Albert Lester Rosenthal
Albert Lester Rosenthal of Princeton and Nantucket Island, Mass., died April 20, 2011. He was born in New Bedford, Mass., in 1926.
Dr. Rosenthal began his career as a dermatologist in Trenton in 1958 and continued to practice until his retirement from Lawrenceville Dermatology in March. He served as chief of dermatology at both Mercer and Helene Fuld hospitals and was acting chief at Hamilton Hospital, all in the 1970s.
He was an associate in dermatology at the University of Pennsylvania Graduate Hospital and was appointed clinical professor of dermatology at Hahnemann Medical School in Philadelphia in 1987. He published numerous articles in professional journals and taught courses in African-American dermatology and in medical ethics at Penn. He also conducted some of the earliest basic research on chem-peels. Among his other publications, he coauthored the first paper on fluorinated topical steroids in JAMA in 1958.
He was a diplomate of the American Board of Dermatology for half a century, a member of the AMA’s Mercer County chapter, and a member of the Noah Worcester Dermatologic Society for many decades. He served as president of the Philadelphia Dermatological Society in 1984, and was consistently listed in America’s Top Doctors; Marquis Who’s Who in America, Who’s Who in Medicine, and Who’s Who in the Arts and Sciences; and “Top Doctors in the New York Area.”
The valedictorian of his high school class, he graduated magna cum laude with a BA from Tufts University in 1946 and received his MD from Tufts in 1951. He was an intern and assistant resident in surgery at Rhode Island Hospital in Providence. He completed a residency in dermatology at Massachusetts General Hospital in Boston. He continued as an assistant in dermatology at the New York Skin and Cancer Institute at NYU.

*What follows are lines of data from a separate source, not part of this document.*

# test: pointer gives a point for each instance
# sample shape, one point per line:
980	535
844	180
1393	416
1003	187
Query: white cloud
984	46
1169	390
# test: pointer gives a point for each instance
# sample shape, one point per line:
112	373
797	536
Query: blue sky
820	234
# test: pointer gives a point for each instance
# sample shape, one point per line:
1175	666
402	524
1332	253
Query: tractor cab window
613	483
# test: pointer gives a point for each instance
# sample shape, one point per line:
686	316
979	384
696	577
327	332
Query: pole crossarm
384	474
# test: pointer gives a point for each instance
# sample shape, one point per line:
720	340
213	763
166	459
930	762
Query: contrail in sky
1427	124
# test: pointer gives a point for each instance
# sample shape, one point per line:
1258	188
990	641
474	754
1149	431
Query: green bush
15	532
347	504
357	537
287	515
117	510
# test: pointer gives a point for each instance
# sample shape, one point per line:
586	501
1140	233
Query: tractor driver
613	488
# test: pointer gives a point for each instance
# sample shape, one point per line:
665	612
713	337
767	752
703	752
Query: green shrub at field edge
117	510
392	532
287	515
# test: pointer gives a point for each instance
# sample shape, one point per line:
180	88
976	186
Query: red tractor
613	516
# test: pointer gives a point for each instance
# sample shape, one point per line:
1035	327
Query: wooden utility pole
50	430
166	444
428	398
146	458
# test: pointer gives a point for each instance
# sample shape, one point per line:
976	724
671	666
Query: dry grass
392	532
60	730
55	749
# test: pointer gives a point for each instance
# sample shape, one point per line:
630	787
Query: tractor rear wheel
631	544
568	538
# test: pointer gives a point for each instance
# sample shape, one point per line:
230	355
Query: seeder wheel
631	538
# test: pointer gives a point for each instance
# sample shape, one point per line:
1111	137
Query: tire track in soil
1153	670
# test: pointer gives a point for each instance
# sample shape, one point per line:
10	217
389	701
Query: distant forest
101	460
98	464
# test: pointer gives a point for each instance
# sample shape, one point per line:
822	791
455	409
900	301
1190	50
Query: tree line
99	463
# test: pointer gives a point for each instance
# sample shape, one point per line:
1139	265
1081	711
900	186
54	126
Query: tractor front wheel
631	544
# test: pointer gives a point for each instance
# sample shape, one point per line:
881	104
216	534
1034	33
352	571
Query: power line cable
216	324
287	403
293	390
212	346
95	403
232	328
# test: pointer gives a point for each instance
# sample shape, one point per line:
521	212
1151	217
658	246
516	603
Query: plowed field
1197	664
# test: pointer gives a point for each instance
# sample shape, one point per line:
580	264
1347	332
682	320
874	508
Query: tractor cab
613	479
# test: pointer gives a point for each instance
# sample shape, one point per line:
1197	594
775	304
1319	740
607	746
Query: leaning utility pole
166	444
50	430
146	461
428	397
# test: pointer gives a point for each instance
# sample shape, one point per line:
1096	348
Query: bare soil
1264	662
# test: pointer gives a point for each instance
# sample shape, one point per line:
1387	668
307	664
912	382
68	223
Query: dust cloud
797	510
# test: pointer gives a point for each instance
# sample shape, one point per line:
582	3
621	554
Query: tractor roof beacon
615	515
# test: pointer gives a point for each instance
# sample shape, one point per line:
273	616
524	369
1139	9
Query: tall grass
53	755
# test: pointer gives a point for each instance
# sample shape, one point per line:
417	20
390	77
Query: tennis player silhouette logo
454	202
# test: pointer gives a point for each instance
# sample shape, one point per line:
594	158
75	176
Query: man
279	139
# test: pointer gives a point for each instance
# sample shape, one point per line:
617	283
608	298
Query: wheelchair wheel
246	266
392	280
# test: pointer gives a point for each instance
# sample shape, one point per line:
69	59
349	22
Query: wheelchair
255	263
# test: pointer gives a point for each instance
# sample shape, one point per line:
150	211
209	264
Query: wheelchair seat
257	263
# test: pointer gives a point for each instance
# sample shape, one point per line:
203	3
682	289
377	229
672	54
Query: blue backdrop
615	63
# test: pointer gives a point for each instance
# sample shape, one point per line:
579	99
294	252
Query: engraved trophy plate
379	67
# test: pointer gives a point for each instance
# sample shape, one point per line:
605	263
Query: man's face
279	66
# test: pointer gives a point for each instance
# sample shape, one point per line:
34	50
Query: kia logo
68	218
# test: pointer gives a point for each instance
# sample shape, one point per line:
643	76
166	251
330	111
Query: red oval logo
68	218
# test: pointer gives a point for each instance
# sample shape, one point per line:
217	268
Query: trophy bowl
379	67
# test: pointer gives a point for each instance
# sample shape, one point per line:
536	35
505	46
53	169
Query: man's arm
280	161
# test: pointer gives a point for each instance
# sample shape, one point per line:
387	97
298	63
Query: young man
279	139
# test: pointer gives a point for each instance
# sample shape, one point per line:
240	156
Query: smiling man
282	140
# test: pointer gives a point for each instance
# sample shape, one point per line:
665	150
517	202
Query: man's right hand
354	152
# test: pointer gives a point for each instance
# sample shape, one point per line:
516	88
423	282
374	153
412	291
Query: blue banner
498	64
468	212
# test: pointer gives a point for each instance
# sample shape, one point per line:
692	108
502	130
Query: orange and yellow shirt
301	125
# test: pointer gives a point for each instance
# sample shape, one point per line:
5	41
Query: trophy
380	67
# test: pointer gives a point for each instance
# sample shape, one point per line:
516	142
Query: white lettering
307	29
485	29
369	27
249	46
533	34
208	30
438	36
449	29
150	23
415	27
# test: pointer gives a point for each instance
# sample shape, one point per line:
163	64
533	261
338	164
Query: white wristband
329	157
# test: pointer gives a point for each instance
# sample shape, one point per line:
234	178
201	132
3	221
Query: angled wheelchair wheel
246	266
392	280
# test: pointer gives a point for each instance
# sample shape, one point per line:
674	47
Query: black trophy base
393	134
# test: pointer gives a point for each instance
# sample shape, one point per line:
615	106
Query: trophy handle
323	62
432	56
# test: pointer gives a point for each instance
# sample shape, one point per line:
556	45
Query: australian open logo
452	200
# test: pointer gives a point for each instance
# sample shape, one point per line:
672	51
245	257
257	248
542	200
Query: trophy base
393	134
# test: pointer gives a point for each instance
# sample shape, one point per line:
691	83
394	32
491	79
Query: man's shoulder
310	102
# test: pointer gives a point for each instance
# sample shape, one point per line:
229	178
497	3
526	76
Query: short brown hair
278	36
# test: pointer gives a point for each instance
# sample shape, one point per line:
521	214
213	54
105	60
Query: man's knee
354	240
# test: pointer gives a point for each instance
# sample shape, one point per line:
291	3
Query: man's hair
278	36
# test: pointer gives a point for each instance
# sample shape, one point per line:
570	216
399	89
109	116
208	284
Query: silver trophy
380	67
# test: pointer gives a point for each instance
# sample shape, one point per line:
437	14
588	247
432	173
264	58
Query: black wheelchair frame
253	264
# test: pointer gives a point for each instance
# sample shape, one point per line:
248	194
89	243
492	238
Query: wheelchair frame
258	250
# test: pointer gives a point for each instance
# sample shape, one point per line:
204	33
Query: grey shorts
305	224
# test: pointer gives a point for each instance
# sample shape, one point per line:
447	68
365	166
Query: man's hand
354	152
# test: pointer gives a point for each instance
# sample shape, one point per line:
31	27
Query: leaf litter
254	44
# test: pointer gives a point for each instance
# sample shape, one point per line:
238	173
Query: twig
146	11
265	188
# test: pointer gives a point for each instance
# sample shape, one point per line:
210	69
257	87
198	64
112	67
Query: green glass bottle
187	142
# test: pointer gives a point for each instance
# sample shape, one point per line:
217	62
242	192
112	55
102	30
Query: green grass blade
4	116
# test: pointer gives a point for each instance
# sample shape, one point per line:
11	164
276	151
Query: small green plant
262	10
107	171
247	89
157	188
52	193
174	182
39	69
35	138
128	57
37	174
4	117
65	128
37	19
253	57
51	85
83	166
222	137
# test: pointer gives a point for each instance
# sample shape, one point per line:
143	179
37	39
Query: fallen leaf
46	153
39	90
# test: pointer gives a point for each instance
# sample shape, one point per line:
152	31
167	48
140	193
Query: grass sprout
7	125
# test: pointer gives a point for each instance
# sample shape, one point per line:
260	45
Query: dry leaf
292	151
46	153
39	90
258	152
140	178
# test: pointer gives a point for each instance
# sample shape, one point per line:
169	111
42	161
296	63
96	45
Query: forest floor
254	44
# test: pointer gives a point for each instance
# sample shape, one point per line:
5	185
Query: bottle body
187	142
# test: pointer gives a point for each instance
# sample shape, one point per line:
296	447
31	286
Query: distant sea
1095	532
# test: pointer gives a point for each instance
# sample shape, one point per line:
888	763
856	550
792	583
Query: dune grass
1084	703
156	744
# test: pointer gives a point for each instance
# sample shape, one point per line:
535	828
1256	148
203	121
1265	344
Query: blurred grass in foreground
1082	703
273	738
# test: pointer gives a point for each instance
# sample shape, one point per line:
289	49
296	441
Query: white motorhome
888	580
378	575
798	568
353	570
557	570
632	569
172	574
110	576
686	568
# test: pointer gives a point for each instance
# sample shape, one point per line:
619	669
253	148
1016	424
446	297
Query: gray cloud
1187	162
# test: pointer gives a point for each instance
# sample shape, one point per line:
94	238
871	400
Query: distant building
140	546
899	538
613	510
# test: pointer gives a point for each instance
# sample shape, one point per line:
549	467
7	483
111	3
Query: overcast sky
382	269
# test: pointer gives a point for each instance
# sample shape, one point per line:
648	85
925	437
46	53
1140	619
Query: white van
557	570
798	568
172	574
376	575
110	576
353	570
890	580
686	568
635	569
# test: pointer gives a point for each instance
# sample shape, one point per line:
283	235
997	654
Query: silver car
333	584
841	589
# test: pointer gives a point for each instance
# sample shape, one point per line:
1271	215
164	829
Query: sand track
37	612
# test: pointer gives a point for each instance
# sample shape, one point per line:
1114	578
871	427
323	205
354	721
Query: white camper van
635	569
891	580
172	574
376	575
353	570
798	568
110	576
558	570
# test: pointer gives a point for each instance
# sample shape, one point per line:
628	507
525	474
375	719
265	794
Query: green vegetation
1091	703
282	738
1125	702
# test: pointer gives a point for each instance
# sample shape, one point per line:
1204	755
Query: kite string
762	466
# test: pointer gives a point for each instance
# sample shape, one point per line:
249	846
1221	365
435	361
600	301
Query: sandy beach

He served as captain in the U.S. Air Force near the end of the Korean War, where he commanded a medical unit and was later appointed dermatologist for a large Air Force base in Texas.
With his wife, Carol, he collected German Expressionism, American Art, Pre-Columbian Art, African Art, Oriental Art, and scrimshaw walking sticks. The couple was instrumental in building the collections of the New Jersey State Museum. For over 30 years, they contributed significantly and filled in many gaps in the museum’s American Arts collections. He served as chairman of the board of Friends of the NJ State Museum and as chairman of the Fine Arts Committee. He was appointed by two governors to state museum governing boards and served as chairman of the Mercer County Cultural and Heritage Commission for 18 years from 1982 to 2000. He was also on the advisory board for American Art of the Newark Museum and a founding member of the Mercer County Open Space Preservation Board (1992-2000).
On his 80th birthday, he was honored by a commendation from the State Legislature for his devotion to the state and the arts, along with a letter from then-Gov. Jon Corzine. In November 2010, the NJ State Museum held a retrospective of the Rosenthal’s donations.
Dr. Rosenthal also helped the art department at Tufts, and contributed to the Princeton University Art Museum, the Newark Museum, and the Constitution Museum in Salem, Mass., as well as the Guggenheim, the Museum of Modern Art, and the Museum of Natural History in New York.
He also donated sculpture to the Capital Health System’s Mercer Campus. Mercer County Community College recently honored him and his wife as distinguished benefactors.
He is survived by his wife, Carol (Magruder); two sons, Robert and Bruce; his daughter, Jill; his sister, Charlotte Winston; four grandchildren; and his ex-wife, Vivian Greenberg.
Services were held April 21 with arrangements by Orland’s Ewing Memorial Chapel, Ewing. Memorial contributions may be made to Friends of New Jersey State Museum, Trenton.